Tuesday night, artist/musician Brian Butler assisted by Twilight: New Moon actress Noot Seear, and actor Henry Hopper was supposed to invoke Bartzabel, the forceful spirit of Mars into to the body of actor/hipster/ James Franco at L&M Gallery to celebrate “For The Martian Chronicles” exhibit, honoring the work of sci-fi author Ray Bradbury. But UPDATE: JAMES FRANCO MISSED HIS FLIGHT AND THERE WAS AN UNANNOUNCED STAND-IN, ACCORDING TO COMMENTS AFTER THIS WENT TO PRESS. We have revised this post to reflect this. According to L&M Gallery, Material Basis was performed by Christopher Emerson.
After banishing and evoking, Butler, dressed in a red robe, with his acolytes in white, bound the masked and blindfolded Franco (also in red) and then using a series of magickal chants, summoned the martial spirit of Bartzabel to enter Franco’s body and speak through the actor. The Bartzebel Working, as this is known, was first performed by Aleister Crowley in 1910, and later by Crowley follower, rocket scientists Jack Parsons who used the spirit of Bartzabel against L. Ron Hubbard after Hubbard had stolen money, a yacht, and Parson’s girl friend from the Jet Propulsion Lab co-founder (and the result is probably why we have Scientology).
In Crowley’s original working, the English arch magician called up Bartzabel to possess his friend poet Victor Neuberg. Crowley then buggered Neuberg/Bartzabel to show him who was boss. That part of ceremony was not performed Tuesday night. However, Franco did recite some of Neuberg’s original lines, which made me, and other occultists present, wonder if this wasn’t more of a performance piece than an actual magickal working. Add in that despite the act of invoking and drawing a magical circle, at the end of the ritual, there was no closing or banishing–kinda like sterilizing a jar, making jam, then leaving it unsealed in a toilet.

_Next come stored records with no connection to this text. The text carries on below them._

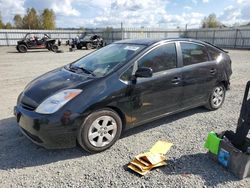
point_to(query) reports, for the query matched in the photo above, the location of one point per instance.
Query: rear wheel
(78, 46)
(89, 46)
(54, 48)
(22, 48)
(216, 98)
(100, 130)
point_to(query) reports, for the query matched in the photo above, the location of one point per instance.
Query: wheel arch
(120, 113)
(225, 83)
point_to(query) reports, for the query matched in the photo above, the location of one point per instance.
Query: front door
(160, 94)
(198, 73)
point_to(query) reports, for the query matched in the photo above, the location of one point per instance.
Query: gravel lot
(23, 164)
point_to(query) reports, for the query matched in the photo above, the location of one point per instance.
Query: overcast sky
(133, 13)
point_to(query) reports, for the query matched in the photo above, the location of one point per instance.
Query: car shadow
(16, 151)
(32, 51)
(199, 164)
(164, 120)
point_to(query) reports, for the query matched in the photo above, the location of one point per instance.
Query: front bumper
(50, 131)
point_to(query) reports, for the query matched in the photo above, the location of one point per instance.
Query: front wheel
(89, 46)
(22, 48)
(54, 48)
(100, 130)
(216, 98)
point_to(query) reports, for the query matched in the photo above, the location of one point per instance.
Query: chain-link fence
(226, 38)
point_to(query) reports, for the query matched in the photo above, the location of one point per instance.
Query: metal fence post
(7, 39)
(213, 36)
(236, 38)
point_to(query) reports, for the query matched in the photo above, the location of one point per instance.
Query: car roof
(149, 42)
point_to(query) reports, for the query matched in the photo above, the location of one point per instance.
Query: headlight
(55, 102)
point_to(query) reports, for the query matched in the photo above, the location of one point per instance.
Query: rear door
(199, 73)
(160, 94)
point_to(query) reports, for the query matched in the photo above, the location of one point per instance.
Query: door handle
(176, 80)
(213, 71)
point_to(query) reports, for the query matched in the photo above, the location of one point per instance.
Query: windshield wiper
(75, 68)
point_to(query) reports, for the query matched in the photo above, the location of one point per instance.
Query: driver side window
(161, 58)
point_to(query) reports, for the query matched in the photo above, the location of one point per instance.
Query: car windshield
(104, 60)
(87, 37)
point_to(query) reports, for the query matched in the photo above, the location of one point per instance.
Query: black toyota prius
(127, 83)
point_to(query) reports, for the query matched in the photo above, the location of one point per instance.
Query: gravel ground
(23, 164)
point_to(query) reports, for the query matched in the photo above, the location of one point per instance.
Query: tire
(78, 46)
(100, 130)
(216, 97)
(22, 48)
(89, 46)
(49, 46)
(54, 48)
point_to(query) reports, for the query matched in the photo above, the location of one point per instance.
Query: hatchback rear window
(193, 53)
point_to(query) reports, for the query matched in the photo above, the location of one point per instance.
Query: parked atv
(89, 41)
(33, 41)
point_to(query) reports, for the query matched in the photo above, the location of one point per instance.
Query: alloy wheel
(218, 96)
(102, 131)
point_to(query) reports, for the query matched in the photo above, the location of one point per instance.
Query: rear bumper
(51, 132)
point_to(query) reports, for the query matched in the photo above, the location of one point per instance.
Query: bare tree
(211, 22)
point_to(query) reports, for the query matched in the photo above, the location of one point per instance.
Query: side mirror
(144, 72)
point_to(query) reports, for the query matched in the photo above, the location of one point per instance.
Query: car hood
(50, 83)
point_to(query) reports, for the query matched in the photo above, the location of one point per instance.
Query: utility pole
(122, 29)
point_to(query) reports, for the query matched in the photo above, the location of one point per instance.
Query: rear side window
(161, 58)
(193, 53)
(213, 53)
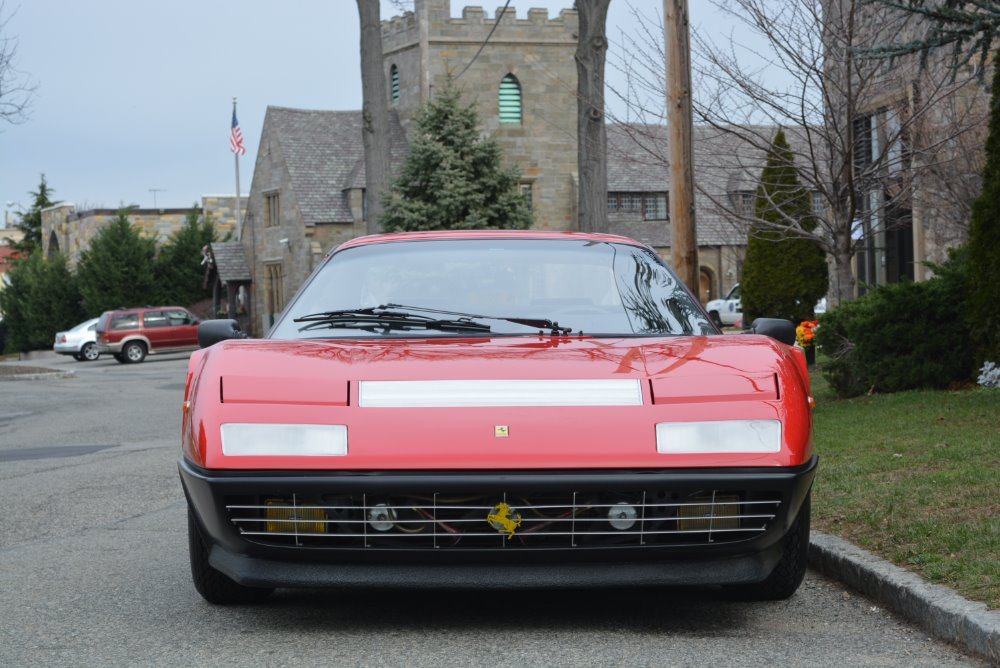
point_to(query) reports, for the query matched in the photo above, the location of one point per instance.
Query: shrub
(899, 337)
(42, 299)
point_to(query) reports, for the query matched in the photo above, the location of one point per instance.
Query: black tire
(134, 352)
(791, 569)
(213, 586)
(89, 352)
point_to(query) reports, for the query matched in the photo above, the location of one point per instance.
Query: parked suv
(131, 334)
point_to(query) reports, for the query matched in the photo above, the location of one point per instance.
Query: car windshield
(489, 287)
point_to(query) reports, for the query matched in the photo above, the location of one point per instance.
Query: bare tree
(856, 126)
(375, 112)
(16, 88)
(591, 51)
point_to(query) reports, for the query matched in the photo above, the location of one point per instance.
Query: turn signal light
(704, 515)
(283, 518)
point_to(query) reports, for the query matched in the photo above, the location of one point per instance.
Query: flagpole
(236, 156)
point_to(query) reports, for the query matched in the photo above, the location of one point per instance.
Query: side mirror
(211, 332)
(776, 328)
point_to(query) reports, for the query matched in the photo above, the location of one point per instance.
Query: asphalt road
(94, 572)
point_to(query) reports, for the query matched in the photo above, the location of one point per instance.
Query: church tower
(523, 83)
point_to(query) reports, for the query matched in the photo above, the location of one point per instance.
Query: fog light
(622, 516)
(707, 514)
(283, 518)
(381, 517)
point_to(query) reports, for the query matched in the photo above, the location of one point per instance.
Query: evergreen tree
(117, 270)
(784, 275)
(984, 245)
(179, 268)
(42, 299)
(453, 177)
(30, 221)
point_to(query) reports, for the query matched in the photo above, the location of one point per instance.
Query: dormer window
(394, 84)
(510, 100)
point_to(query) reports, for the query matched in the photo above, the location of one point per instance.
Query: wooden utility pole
(592, 137)
(683, 237)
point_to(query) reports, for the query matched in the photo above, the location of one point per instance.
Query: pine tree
(42, 299)
(30, 221)
(117, 270)
(984, 245)
(179, 268)
(784, 273)
(453, 178)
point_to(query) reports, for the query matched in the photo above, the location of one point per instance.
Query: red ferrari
(496, 409)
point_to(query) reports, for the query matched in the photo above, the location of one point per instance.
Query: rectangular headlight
(721, 436)
(284, 440)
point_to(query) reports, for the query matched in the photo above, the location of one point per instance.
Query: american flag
(236, 137)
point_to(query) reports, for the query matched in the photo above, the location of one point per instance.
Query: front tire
(791, 569)
(134, 352)
(213, 586)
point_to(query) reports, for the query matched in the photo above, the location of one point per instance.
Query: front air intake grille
(503, 521)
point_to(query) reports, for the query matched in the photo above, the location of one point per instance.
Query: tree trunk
(843, 278)
(375, 113)
(592, 138)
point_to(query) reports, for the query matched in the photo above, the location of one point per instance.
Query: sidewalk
(938, 610)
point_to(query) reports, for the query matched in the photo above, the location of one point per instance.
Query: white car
(727, 311)
(80, 342)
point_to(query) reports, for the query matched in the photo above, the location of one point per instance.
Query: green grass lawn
(915, 478)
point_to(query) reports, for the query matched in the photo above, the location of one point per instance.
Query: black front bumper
(589, 557)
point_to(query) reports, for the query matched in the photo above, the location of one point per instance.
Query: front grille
(550, 520)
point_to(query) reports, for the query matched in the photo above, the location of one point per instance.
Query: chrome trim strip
(470, 393)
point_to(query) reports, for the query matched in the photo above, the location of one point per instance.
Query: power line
(496, 23)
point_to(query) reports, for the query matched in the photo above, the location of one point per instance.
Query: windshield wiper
(379, 318)
(539, 323)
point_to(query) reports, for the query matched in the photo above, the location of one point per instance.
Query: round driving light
(381, 517)
(622, 516)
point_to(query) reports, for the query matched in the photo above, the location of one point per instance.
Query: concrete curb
(938, 610)
(35, 373)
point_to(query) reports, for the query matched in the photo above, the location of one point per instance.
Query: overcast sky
(136, 96)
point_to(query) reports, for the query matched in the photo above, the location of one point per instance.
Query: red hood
(681, 378)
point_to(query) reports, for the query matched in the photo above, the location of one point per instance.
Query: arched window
(510, 100)
(53, 245)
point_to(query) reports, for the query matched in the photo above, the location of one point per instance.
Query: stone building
(307, 197)
(919, 128)
(307, 194)
(523, 84)
(68, 231)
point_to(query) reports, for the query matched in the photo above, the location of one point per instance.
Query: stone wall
(65, 230)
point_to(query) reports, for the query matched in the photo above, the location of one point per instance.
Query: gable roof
(324, 154)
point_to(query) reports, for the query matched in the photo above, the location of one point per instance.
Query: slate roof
(230, 262)
(324, 155)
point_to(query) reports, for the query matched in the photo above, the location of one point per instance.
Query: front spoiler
(257, 565)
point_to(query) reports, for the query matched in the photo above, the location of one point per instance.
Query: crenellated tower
(523, 83)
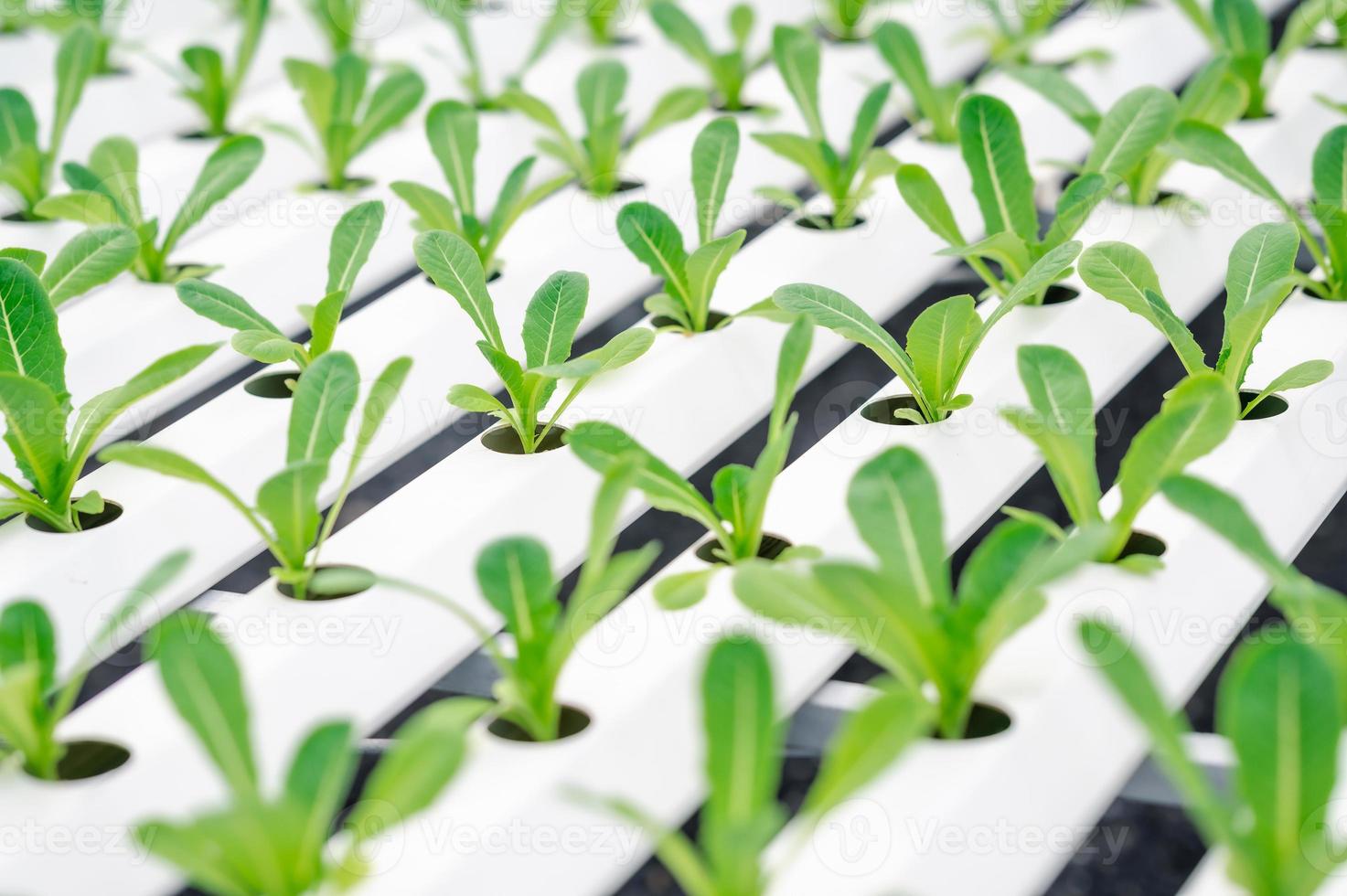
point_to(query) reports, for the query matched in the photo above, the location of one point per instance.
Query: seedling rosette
(551, 321)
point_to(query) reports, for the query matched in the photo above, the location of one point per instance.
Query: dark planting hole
(712, 321)
(1142, 545)
(361, 580)
(89, 759)
(572, 722)
(273, 386)
(111, 511)
(506, 440)
(815, 224)
(882, 410)
(771, 549)
(1270, 406)
(984, 721)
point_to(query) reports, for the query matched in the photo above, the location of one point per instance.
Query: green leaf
(552, 317)
(207, 688)
(91, 259)
(743, 762)
(989, 138)
(657, 241)
(1132, 128)
(1062, 424)
(1195, 418)
(225, 170)
(714, 153)
(30, 344)
(927, 201)
(321, 409)
(222, 306)
(453, 264)
(894, 503)
(353, 238)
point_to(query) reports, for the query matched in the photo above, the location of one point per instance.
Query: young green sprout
(745, 748)
(1130, 136)
(259, 338)
(728, 70)
(690, 279)
(1195, 418)
(36, 702)
(287, 515)
(843, 176)
(516, 578)
(940, 343)
(278, 842)
(904, 613)
(213, 88)
(595, 159)
(1211, 147)
(737, 509)
(50, 452)
(107, 190)
(1258, 281)
(1272, 825)
(452, 130)
(26, 167)
(551, 321)
(994, 154)
(344, 119)
(933, 104)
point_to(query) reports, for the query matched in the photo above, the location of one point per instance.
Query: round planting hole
(712, 321)
(572, 722)
(506, 440)
(984, 721)
(1270, 406)
(89, 759)
(111, 511)
(828, 227)
(273, 386)
(352, 581)
(771, 549)
(882, 410)
(1142, 545)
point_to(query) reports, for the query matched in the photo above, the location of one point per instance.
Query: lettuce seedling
(1258, 279)
(745, 747)
(1129, 138)
(940, 343)
(1195, 418)
(933, 104)
(278, 844)
(107, 190)
(551, 321)
(651, 235)
(259, 338)
(904, 613)
(345, 120)
(1272, 825)
(1313, 609)
(287, 514)
(737, 509)
(48, 450)
(516, 578)
(208, 84)
(1211, 147)
(726, 70)
(33, 702)
(994, 154)
(595, 159)
(25, 166)
(843, 178)
(452, 130)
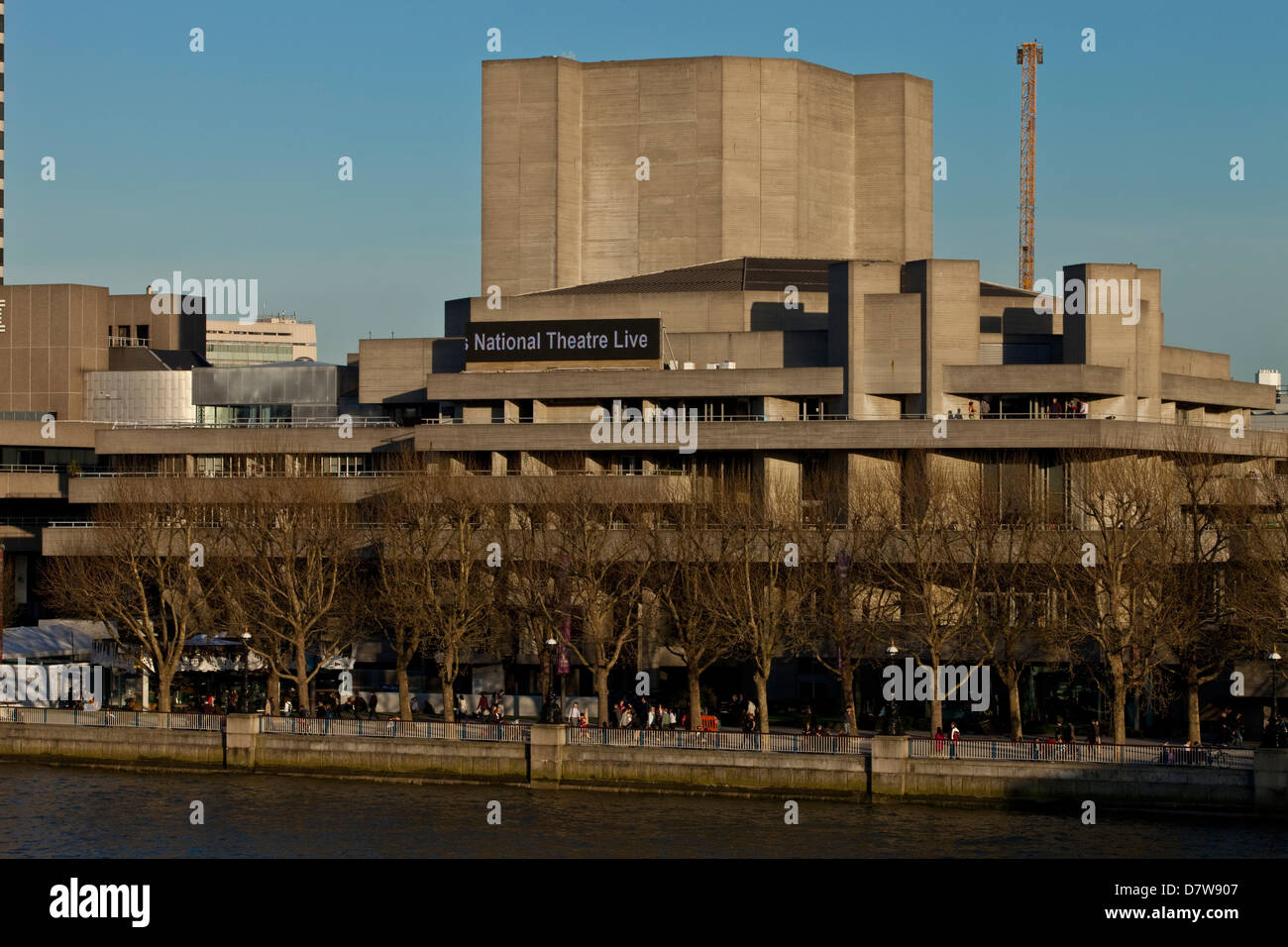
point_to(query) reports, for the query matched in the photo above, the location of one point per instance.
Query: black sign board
(565, 341)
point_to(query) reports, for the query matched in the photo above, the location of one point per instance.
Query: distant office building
(278, 338)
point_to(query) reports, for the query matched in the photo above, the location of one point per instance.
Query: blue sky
(223, 163)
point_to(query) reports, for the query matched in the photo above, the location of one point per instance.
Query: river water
(52, 810)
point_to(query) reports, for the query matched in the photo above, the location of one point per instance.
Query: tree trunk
(274, 689)
(763, 703)
(165, 678)
(1119, 697)
(403, 690)
(848, 694)
(936, 705)
(544, 681)
(601, 693)
(447, 672)
(1013, 697)
(695, 696)
(301, 674)
(1192, 702)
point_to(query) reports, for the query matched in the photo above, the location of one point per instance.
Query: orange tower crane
(1029, 56)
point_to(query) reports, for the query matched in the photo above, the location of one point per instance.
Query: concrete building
(278, 338)
(768, 268)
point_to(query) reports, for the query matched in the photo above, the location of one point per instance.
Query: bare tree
(930, 560)
(1111, 573)
(758, 582)
(297, 553)
(851, 613)
(1202, 538)
(687, 553)
(597, 531)
(147, 570)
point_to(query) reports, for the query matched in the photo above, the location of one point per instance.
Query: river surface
(50, 810)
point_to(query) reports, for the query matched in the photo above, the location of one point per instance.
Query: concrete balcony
(1189, 389)
(192, 440)
(642, 382)
(1065, 433)
(1086, 380)
(37, 483)
(98, 488)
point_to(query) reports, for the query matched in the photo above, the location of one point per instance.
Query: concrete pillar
(1270, 781)
(241, 731)
(889, 766)
(545, 755)
(781, 486)
(532, 464)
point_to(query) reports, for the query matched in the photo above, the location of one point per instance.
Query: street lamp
(246, 673)
(1274, 657)
(892, 725)
(550, 703)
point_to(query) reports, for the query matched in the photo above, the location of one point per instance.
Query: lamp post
(1274, 657)
(892, 725)
(245, 672)
(550, 703)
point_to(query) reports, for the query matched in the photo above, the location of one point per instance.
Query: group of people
(329, 706)
(652, 716)
(816, 728)
(1073, 407)
(488, 709)
(1231, 727)
(984, 407)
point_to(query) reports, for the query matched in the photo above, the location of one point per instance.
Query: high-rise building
(268, 339)
(1, 142)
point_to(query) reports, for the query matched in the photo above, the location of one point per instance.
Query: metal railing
(112, 718)
(356, 420)
(416, 729)
(1112, 754)
(231, 474)
(715, 740)
(33, 468)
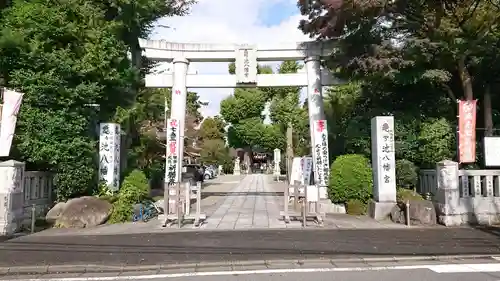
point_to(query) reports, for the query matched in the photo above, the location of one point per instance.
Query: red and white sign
(467, 131)
(173, 152)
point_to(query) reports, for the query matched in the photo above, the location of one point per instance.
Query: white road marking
(443, 268)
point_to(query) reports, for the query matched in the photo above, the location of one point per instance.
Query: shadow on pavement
(211, 246)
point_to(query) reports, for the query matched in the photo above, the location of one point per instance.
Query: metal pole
(33, 218)
(187, 194)
(198, 203)
(408, 223)
(315, 103)
(304, 207)
(179, 205)
(166, 186)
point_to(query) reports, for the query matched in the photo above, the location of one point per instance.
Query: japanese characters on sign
(307, 164)
(109, 155)
(246, 65)
(173, 140)
(322, 169)
(383, 158)
(387, 151)
(467, 131)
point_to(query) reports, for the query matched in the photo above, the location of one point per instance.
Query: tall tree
(65, 57)
(244, 112)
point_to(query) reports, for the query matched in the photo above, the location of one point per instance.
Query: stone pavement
(251, 204)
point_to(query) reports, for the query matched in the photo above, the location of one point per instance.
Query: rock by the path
(422, 212)
(87, 211)
(54, 213)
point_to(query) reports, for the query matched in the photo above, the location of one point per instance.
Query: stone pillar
(178, 106)
(11, 196)
(447, 197)
(384, 167)
(237, 168)
(314, 101)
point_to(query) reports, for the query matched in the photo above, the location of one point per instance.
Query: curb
(95, 268)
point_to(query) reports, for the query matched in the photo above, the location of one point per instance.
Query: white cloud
(228, 21)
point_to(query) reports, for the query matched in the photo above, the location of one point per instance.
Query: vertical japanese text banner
(467, 131)
(322, 168)
(173, 158)
(109, 155)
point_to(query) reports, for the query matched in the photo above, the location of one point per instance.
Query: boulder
(422, 212)
(159, 204)
(87, 211)
(54, 213)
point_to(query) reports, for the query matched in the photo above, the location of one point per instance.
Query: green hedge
(350, 179)
(134, 189)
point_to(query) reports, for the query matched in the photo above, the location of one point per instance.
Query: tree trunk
(488, 116)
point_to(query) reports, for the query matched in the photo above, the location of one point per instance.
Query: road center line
(444, 268)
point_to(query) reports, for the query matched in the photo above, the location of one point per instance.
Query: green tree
(243, 111)
(64, 56)
(285, 109)
(214, 151)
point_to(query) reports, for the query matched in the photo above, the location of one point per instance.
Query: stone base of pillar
(11, 197)
(380, 210)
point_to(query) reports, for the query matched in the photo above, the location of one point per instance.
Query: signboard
(322, 168)
(246, 65)
(277, 155)
(383, 159)
(173, 162)
(296, 174)
(301, 170)
(8, 119)
(307, 164)
(109, 154)
(467, 131)
(492, 151)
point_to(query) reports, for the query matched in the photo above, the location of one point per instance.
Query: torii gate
(246, 58)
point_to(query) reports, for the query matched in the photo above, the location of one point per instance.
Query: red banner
(467, 131)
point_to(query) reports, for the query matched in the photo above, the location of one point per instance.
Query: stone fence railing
(463, 196)
(19, 191)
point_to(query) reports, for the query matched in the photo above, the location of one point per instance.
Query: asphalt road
(446, 273)
(217, 246)
(393, 275)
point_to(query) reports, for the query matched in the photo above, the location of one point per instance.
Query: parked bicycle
(147, 211)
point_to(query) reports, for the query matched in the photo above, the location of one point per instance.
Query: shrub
(356, 207)
(350, 179)
(403, 195)
(406, 173)
(134, 189)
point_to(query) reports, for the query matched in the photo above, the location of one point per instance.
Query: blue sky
(277, 12)
(231, 21)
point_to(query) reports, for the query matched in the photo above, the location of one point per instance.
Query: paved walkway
(251, 204)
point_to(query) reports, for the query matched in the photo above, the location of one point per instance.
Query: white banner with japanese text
(109, 154)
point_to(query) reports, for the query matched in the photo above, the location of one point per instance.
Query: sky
(231, 21)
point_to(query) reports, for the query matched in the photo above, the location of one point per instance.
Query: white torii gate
(246, 58)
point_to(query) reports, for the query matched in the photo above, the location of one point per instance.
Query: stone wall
(466, 196)
(20, 190)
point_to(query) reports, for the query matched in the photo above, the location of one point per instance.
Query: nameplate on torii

On hand to witness the event: cool cat Pop Surrealist Anthony Ausgang; author Paul Koudounaris, PhD. who’s following up on his beautifully photographed and written book The Empire of Death: A Cultural History of Ossuaries and Charnel Houses with a new volume about jeweled skeletons; Velvet Hammer Burlesque founder Michelle Carr who has her own book about the seminal all-ages punk club Jabberjaw coming out soon; “For The Martian Chronicles” curator Yael Lipschutz; and Gagosian Gallery‘s Sonny Ruscha Bjornson, whose brother Eddie Ruscha was DJ’ing the event; plus a packed house of celeb gawkers, some Twihards, thrill seekers, and magical tourists.